What I can’t help but think each and every single day I can’t meet him for lunch or watch him play soccer with my young daughter is this…what if. What if I had loved him with a compassionate and non-judgmental heart? What if I hadn’t DVRed every episode of Intervention and decided I could be that tough on him. Cut him off. Make him suffer. I mean we were suffering too. What. If. What if I had shared all my million broken pieces with him, would he have seen me different, himself different, others different? Would it have given him hope, or motivation even? Maybe. Maybe. So, here is my effort to rip the blinders off of all the rest of us in this world NOT struggling with a powerful and thieving addiction in which we look down our nose at those who are and stare in disbelief and pity that they ‘just don’t get it’.

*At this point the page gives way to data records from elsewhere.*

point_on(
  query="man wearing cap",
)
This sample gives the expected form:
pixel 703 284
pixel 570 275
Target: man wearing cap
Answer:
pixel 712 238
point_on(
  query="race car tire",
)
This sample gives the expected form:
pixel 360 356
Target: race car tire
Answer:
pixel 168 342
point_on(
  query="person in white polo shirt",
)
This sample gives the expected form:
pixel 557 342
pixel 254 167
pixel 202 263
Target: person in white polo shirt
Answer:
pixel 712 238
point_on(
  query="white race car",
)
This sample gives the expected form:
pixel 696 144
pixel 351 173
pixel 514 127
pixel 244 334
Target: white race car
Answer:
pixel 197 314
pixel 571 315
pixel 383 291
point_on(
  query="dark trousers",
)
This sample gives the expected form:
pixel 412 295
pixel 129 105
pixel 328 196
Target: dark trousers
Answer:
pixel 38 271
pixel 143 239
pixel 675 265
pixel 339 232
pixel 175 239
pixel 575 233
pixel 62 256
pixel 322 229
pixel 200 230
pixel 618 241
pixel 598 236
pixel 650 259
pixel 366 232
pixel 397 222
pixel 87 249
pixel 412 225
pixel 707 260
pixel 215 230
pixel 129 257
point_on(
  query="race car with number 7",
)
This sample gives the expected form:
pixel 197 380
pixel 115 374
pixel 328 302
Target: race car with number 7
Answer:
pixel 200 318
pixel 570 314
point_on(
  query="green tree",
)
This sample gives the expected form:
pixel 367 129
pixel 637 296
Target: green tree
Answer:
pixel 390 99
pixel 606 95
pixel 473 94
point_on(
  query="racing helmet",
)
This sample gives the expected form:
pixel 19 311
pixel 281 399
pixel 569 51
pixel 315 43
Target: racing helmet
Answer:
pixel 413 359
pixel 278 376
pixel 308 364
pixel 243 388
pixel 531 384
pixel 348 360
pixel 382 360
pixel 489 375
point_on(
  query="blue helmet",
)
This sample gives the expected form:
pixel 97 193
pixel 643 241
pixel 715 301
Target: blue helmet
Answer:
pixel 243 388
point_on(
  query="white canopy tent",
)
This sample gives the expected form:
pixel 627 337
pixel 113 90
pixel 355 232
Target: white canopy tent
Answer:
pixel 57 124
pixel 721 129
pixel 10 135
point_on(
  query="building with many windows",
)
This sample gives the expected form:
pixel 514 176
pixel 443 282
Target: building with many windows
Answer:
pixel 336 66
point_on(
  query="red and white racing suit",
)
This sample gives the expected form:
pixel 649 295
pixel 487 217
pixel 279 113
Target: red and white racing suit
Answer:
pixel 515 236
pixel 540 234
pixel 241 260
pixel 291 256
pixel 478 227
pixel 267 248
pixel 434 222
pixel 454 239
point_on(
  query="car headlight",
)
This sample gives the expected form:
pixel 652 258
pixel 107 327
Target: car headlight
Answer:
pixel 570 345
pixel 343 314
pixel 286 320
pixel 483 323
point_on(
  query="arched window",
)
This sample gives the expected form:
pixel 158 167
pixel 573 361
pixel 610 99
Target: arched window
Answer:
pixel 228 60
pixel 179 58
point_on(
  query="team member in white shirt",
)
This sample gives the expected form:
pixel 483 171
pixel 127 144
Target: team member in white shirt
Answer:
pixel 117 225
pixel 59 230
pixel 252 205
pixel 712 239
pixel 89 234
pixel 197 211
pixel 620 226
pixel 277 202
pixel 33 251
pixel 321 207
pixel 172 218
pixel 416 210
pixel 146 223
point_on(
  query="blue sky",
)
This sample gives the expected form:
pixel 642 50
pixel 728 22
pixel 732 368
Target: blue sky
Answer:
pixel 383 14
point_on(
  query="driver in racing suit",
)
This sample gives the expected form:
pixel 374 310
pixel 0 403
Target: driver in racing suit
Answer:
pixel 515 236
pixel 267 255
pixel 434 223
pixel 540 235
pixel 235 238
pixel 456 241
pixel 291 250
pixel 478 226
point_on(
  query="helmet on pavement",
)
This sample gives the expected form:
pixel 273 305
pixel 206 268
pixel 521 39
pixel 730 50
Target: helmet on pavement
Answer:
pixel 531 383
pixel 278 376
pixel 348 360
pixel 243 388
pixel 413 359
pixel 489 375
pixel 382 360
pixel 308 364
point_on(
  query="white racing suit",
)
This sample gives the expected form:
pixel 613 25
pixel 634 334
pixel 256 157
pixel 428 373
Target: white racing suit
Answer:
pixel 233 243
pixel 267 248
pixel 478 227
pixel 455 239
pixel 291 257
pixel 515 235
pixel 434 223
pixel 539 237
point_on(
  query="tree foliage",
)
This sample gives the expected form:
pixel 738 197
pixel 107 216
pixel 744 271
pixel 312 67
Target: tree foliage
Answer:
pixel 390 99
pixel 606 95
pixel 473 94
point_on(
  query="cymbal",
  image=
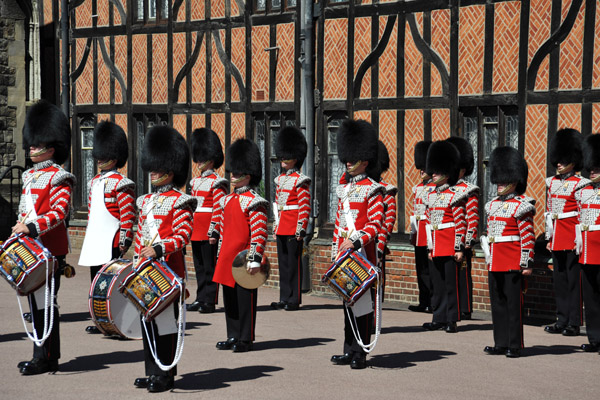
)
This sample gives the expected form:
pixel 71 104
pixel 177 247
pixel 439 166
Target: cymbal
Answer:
pixel 243 277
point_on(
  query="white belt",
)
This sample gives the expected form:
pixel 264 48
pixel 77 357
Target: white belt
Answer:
pixel 503 239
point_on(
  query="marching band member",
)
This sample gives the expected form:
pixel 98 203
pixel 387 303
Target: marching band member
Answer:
pixel 242 226
pixel 111 215
pixel 509 254
pixel 164 229
pixel 445 234
pixel 588 242
pixel 208 189
pixel 291 210
pixel 359 219
pixel 566 156
pixel 418 222
pixel 389 210
pixel 471 205
pixel 43 209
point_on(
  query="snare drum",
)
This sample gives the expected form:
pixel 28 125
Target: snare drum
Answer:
pixel 23 263
pixel 351 276
pixel 151 286
pixel 110 311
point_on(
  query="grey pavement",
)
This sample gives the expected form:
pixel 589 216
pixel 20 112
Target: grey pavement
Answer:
pixel 291 357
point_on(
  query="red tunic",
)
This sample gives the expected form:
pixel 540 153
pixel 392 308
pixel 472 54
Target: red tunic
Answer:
pixel 208 189
pixel 507 216
pixel 51 188
pixel 444 207
pixel 365 199
pixel 293 192
pixel 172 210
pixel 120 202
pixel 243 225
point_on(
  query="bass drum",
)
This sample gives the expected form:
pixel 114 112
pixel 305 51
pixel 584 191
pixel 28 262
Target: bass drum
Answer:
pixel 112 313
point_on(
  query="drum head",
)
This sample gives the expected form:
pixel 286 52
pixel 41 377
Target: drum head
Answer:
pixel 243 277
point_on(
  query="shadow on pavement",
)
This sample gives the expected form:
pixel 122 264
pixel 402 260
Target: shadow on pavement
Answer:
pixel 96 362
pixel 406 359
pixel 222 377
pixel 290 343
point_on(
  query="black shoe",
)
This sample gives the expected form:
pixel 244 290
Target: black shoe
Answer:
pixel 161 383
pixel 554 328
pixel 344 359
pixel 142 383
pixel 359 362
pixel 590 347
pixel 93 329
pixel 278 305
pixel 451 327
pixel 227 344
pixel 39 366
pixel 433 326
pixel 571 330
pixel 495 351
pixel 195 306
pixel 207 309
pixel 513 353
pixel 242 346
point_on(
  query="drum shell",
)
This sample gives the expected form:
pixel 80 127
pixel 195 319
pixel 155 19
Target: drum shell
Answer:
pixel 113 314
pixel 152 287
pixel 23 264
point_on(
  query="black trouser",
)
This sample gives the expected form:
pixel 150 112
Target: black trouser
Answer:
pixel 205 259
pixel 567 287
pixel 166 346
pixel 423 266
pixel 445 291
pixel 240 312
pixel 289 256
pixel 506 296
pixel 591 299
pixel 465 283
pixel 50 350
pixel 363 326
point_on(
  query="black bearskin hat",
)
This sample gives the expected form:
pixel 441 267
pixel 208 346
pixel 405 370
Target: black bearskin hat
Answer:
pixel 565 148
pixel 507 165
pixel 443 158
pixel 206 146
pixel 591 151
pixel 290 144
pixel 467 161
pixel 165 150
pixel 384 157
pixel 243 158
pixel 110 143
pixel 46 123
pixel 421 154
pixel 357 141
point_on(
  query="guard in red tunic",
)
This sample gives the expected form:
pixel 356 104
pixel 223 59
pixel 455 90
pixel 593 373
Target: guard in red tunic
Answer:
pixel 164 229
pixel 471 205
pixel 243 226
pixel 358 222
pixel 389 211
pixel 446 231
pixel 566 156
pixel 508 248
pixel 43 209
pixel 588 242
pixel 208 189
pixel 418 235
pixel 111 203
pixel 291 210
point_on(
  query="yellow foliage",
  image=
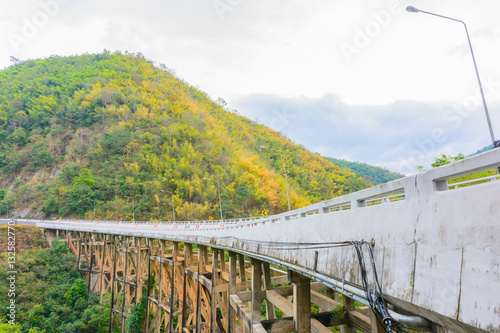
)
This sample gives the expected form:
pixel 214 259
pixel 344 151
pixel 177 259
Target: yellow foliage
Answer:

Enough. The truth is WE don’t get it and we haven’t since the war on drugs started. We haven’t gotten it since Adam and Eve. We are a broken people in fallen world. Everyone of us.
How can I make such an enormous statement? Because I realized I didn’t get it when I found myself using all kinds of ‘legal’ forms of addiction myself. To cope with things I didn’t like about myself, my life, my job, everything. I also have experienced heartbreaking eye witness to drug and alcohol abuse in my family. It’s always been around me. After going to Al-anon meetings to help me cope with ‘their problems’ I began to see a cycle of addiction very similar to the one I sat in awe of for so long. My own.
The fact that anyone can honestly say they haven’t used legal coping skills to deal with life, is a lie. The outright arrogance to honestly think your way of coping with stress, grief, pain and disappointment is of a degree higher than a junkie? It simply isn’t. Not if you understand and admit that we are all broken, ashamed and hurting. The truth is we all are. You buying 50 pairs of shoes or hiding twinkies in your sock drawer isn’t any less disturbing than a young father shooting up in his bathroom to escape.
It’s all about escape.
We don’t like our life for various reasons. Mostly, it doesn’t match the Norman Rockwell painting that’s burned into our minds. It doesn’t add up to what we expected. How sad. How shocking. No white picket fence or lemonade stand. Just a bunch of broken people raising more broken people and all the while judging each other on who’s the most broken. Enough is enough.